Puisque cette affaire relève des migrations et du climat, j’ai appelé le meilleur spécialiste en la matière, le politologue François Gemenne. Lequel me fait remarquer que cette décision de non expulsion n’est pas inédite, qu’il est courant que des personnes ne soient pas renvoyées chez elles pour des raisons de santé : c’est même un des motifs classiques du droit d’asile. Il arrive même que des déboutés de ce droit obtiennent un sursis après des catastrophes naturelles dans leurs pays : ce fut le cas par exemple après le tremblement de terre en Haïti, en janvier 2010.
Quant à parler de réfugié climatique à propos d’une décision juridique, voilà qui est un peu précipité. Si l’idée d’un lien entre migration et climat est aussi ancienne que l’humanité, si la notion est souvent utilisée (comme par exemple en 1992 dans le premier rapport du GIEC), elle n’a aucune reconnaissance institutionnelle. Le ‘’réfugié climatique’’ n’existe pas en tant que tel.
Je vous avais parlé il y a tout juste un an d’une petite avancée en la matière, lorsque le Comité des droits de l’homme de l’ONU avait reconnu que ‘’la dégradation de l’environnement’’ pouvait ‘’mener à une violation’’ du droit à la vie des individus mais ce n’était qu’un tout petit pas vers la reconnaissance d’un statut de ‘’réfugié climatique’’.
Au demeurant, m’explique encore François Gemenne, personne n’a vraiment envie d’avancer dans cette direction. Y compris les pays du Sud qui voient dans ce projet de statut une manœuvre de ceux du Nord pour s’acheter une conscience à peu de frais. Car s’il devait être créé, ce ne sont pas les plus riches qui devraient en assumer les conséquences : aujourd’hui en effet, 85% des réfugiés des pays du sud se rendent…dans d’autres pays du sud. Pourquoi voudriez-vous que cela change ?

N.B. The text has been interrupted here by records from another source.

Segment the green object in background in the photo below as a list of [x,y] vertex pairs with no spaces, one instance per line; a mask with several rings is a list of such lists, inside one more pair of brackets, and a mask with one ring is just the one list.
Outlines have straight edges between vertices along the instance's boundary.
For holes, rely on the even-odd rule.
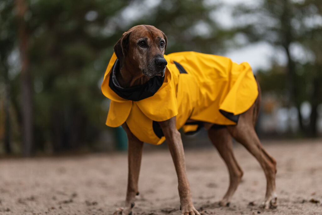
[[128,150],[128,137],[126,132],[121,126],[115,129],[116,148],[118,150],[125,151]]

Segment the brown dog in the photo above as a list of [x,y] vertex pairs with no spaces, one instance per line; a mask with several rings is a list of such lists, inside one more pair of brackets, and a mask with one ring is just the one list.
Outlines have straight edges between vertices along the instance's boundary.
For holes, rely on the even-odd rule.
[[[142,41],[142,38],[145,40]],[[123,87],[130,87],[143,84],[156,75],[164,75],[167,62],[163,56],[167,42],[163,32],[150,25],[136,26],[125,33],[114,47],[121,65],[119,72],[116,74],[119,84]],[[143,48],[144,45],[148,46],[149,48]],[[232,137],[255,157],[263,168],[267,181],[263,207],[268,208],[276,206],[276,161],[261,145],[254,128],[260,102],[260,91],[258,83],[257,84],[259,92],[257,99],[250,108],[240,115],[236,125],[218,128],[205,123],[209,138],[225,162],[229,173],[229,187],[220,202],[222,206],[229,206],[243,174],[233,153]],[[200,215],[192,203],[182,141],[176,127],[176,117],[158,122],[166,137],[177,173],[182,214]],[[128,140],[128,182],[125,207],[114,214],[127,215],[131,214],[135,196],[138,194],[138,181],[143,142],[133,134],[126,123],[122,127]]]

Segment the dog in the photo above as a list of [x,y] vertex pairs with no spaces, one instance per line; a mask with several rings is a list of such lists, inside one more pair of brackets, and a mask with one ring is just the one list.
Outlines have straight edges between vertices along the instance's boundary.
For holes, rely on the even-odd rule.
[[228,189],[219,202],[229,206],[243,171],[234,155],[232,137],[260,163],[267,180],[263,204],[275,207],[276,162],[260,144],[254,127],[261,92],[247,63],[193,52],[165,54],[167,40],[151,25],[133,27],[114,46],[102,85],[111,103],[106,124],[121,125],[128,139],[128,172],[124,208],[114,214],[131,214],[136,195],[143,142],[165,140],[178,178],[182,214],[200,215],[193,203],[180,133],[204,127],[225,162]]

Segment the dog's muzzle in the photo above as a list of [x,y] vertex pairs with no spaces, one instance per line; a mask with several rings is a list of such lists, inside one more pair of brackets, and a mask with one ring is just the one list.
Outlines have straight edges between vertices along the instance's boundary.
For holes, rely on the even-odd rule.
[[166,67],[168,64],[168,62],[167,62],[166,60],[163,57],[159,57],[156,58],[155,62],[157,68],[161,70],[161,71],[157,75],[163,77],[164,76],[164,73],[166,71]]

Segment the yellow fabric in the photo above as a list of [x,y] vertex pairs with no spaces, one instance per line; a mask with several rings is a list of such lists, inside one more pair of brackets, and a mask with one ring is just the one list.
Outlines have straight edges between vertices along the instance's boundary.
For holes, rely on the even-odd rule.
[[[193,52],[164,55],[168,62],[165,81],[153,96],[137,102],[123,99],[109,86],[109,74],[116,60],[113,54],[102,84],[103,94],[111,99],[106,125],[116,127],[126,122],[141,141],[157,145],[164,141],[155,133],[153,121],[176,116],[179,129],[188,119],[220,125],[234,125],[219,112],[237,115],[249,109],[257,98],[257,84],[249,65],[239,64],[224,57]],[[173,62],[187,73],[180,73]],[[184,130],[195,131],[195,126]]]

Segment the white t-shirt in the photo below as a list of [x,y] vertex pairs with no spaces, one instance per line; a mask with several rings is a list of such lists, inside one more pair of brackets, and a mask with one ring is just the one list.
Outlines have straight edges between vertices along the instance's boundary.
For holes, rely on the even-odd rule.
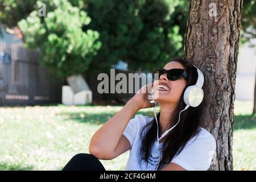
[[[155,170],[156,165],[159,162],[162,156],[160,151],[163,142],[160,143],[158,147],[156,142],[154,142],[147,166],[144,161],[140,160],[141,147],[140,134],[142,127],[152,119],[153,118],[137,114],[128,123],[123,135],[130,142],[131,147],[125,170]],[[143,135],[145,133],[143,133]],[[175,156],[171,162],[181,166],[188,171],[207,170],[210,167],[216,148],[216,141],[213,136],[205,129],[201,127],[199,133],[187,142],[183,150],[179,154]]]

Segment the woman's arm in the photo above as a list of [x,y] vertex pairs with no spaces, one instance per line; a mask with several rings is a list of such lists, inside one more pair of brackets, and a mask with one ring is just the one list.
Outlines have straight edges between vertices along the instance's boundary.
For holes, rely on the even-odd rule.
[[89,151],[99,159],[114,159],[131,147],[128,139],[122,135],[128,122],[141,109],[154,106],[150,102],[145,85],[125,106],[101,126],[92,136]]

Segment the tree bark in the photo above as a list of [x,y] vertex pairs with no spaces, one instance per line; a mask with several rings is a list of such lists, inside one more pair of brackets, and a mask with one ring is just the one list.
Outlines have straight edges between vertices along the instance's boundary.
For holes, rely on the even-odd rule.
[[253,104],[253,114],[256,113],[256,76],[255,77],[255,85],[254,85],[254,102]]
[[[216,5],[215,16],[209,14],[212,3]],[[204,75],[203,126],[217,143],[210,170],[233,168],[233,110],[242,10],[242,0],[191,0],[190,6],[184,57]]]

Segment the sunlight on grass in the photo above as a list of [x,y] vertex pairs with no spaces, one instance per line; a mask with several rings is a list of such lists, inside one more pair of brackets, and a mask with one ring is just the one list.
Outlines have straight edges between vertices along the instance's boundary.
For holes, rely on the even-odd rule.
[[[0,170],[60,170],[77,153],[88,153],[95,131],[122,106],[0,107]],[[252,102],[236,102],[234,169],[256,169],[255,115]],[[139,113],[154,117],[152,109]],[[123,170],[129,152],[101,160],[107,170]]]

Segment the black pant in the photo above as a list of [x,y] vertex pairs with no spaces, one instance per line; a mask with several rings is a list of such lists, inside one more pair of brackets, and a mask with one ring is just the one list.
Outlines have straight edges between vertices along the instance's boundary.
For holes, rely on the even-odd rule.
[[106,171],[102,164],[95,156],[88,154],[74,156],[63,171]]

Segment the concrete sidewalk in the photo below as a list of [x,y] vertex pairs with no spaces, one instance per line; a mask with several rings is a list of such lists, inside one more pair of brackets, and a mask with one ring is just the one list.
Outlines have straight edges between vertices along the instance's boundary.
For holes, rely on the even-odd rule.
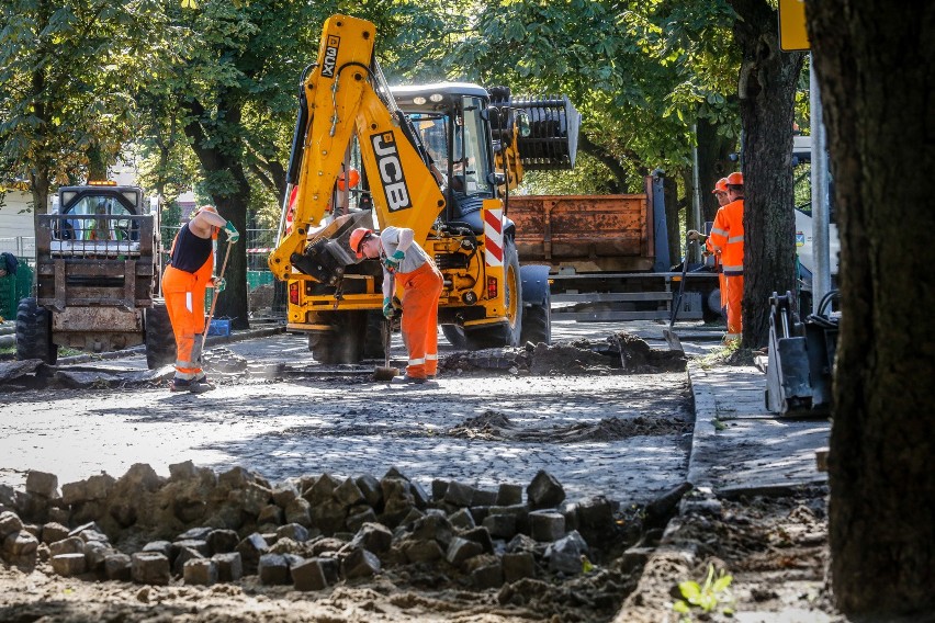
[[815,451],[829,445],[831,423],[780,418],[766,409],[766,375],[753,366],[703,369],[689,363],[695,433],[688,480],[718,496],[824,484]]

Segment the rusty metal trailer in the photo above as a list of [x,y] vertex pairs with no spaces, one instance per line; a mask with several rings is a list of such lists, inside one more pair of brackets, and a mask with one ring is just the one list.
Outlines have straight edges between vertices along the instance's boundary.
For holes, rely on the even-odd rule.
[[[639,194],[509,197],[520,263],[549,267],[553,318],[669,319],[681,272],[669,265],[662,180],[645,183]],[[719,315],[717,273],[689,272],[678,318]]]

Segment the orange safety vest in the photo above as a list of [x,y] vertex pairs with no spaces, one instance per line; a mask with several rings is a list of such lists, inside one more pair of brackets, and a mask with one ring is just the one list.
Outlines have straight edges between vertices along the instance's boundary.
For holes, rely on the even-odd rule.
[[711,243],[721,249],[721,265],[728,276],[743,274],[743,200],[718,211],[711,227]]

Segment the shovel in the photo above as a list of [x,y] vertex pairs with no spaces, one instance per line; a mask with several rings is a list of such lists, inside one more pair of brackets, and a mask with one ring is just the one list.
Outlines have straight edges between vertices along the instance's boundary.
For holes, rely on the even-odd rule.
[[376,370],[373,371],[373,380],[374,381],[392,381],[394,376],[399,376],[398,367],[390,367],[390,342],[393,337],[393,319],[387,318],[383,326],[381,327],[381,331],[383,332],[383,352],[386,355],[385,361],[383,362],[383,366],[378,366]]
[[[221,264],[221,273],[218,273],[218,279],[224,279],[224,271],[227,269],[227,258],[230,257],[230,247],[232,243],[227,241],[227,251],[224,252],[224,262]],[[207,329],[211,328],[211,320],[214,318],[214,306],[217,305],[217,295],[215,292],[214,296],[211,297],[211,308],[207,310],[207,318],[204,321],[204,330],[201,332],[201,352],[204,352],[204,342],[207,340]]]
[[[390,274],[390,292],[393,296],[396,292],[396,279],[392,273]],[[381,328],[383,332],[383,354],[385,355],[385,361],[383,362],[383,366],[378,366],[376,370],[373,371],[373,380],[374,381],[392,381],[394,376],[399,375],[398,367],[390,367],[390,343],[393,338],[393,318],[386,318],[386,321],[383,322],[383,327]]]
[[675,326],[675,318],[678,316],[678,308],[681,307],[681,296],[685,294],[685,275],[688,274],[688,249],[691,246],[691,240],[686,238],[685,240],[685,260],[681,262],[681,282],[678,284],[678,294],[675,297],[675,305],[672,307],[672,315],[668,319],[668,328],[663,329],[663,337],[665,338],[666,343],[668,344],[668,350],[685,353],[685,349],[681,347],[681,340],[678,339],[678,336],[675,335],[675,330],[673,330],[673,326]]

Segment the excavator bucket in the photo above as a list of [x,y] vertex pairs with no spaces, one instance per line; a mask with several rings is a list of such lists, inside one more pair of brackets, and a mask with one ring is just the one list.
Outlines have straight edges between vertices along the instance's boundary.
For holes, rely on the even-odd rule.
[[[510,113],[497,123],[492,117],[494,136],[509,139],[518,114],[525,114],[529,126],[520,128],[517,151],[527,171],[572,169],[578,151],[582,115],[566,95],[511,97],[506,87],[491,89],[492,106],[509,106]],[[498,127],[500,126],[500,127]]]

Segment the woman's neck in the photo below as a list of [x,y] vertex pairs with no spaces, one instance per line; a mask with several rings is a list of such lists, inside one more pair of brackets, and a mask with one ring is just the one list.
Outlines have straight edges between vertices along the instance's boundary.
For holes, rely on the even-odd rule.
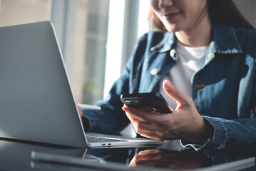
[[180,31],[175,33],[179,42],[190,47],[200,47],[208,46],[210,41],[212,24],[208,15],[195,24],[193,27],[186,31]]

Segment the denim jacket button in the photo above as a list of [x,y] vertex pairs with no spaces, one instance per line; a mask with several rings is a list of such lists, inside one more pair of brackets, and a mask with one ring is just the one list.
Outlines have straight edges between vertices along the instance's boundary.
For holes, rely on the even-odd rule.
[[217,150],[222,150],[225,148],[225,145],[222,145],[220,147],[217,147]]
[[151,70],[150,72],[152,76],[155,76],[156,74],[158,73],[158,68],[153,68],[153,70]]

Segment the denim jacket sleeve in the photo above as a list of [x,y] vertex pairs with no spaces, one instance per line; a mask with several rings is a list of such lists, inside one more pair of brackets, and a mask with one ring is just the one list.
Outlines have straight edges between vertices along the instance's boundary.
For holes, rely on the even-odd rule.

Bref, l’adoption d’un statut de réfugié climatique n’est pas pour demain. Est-ce à dire que la décision de la cour d’appel de Bordeaux ne vaut rien ? Elle a au moins le mérite de faire reconnaitre, par la justice, les dangers de la pollution atmosphérique, comme l’a fait il y a quelques semaines un tribunal londonien. Et ça, ça vaut largement un pet de lapin.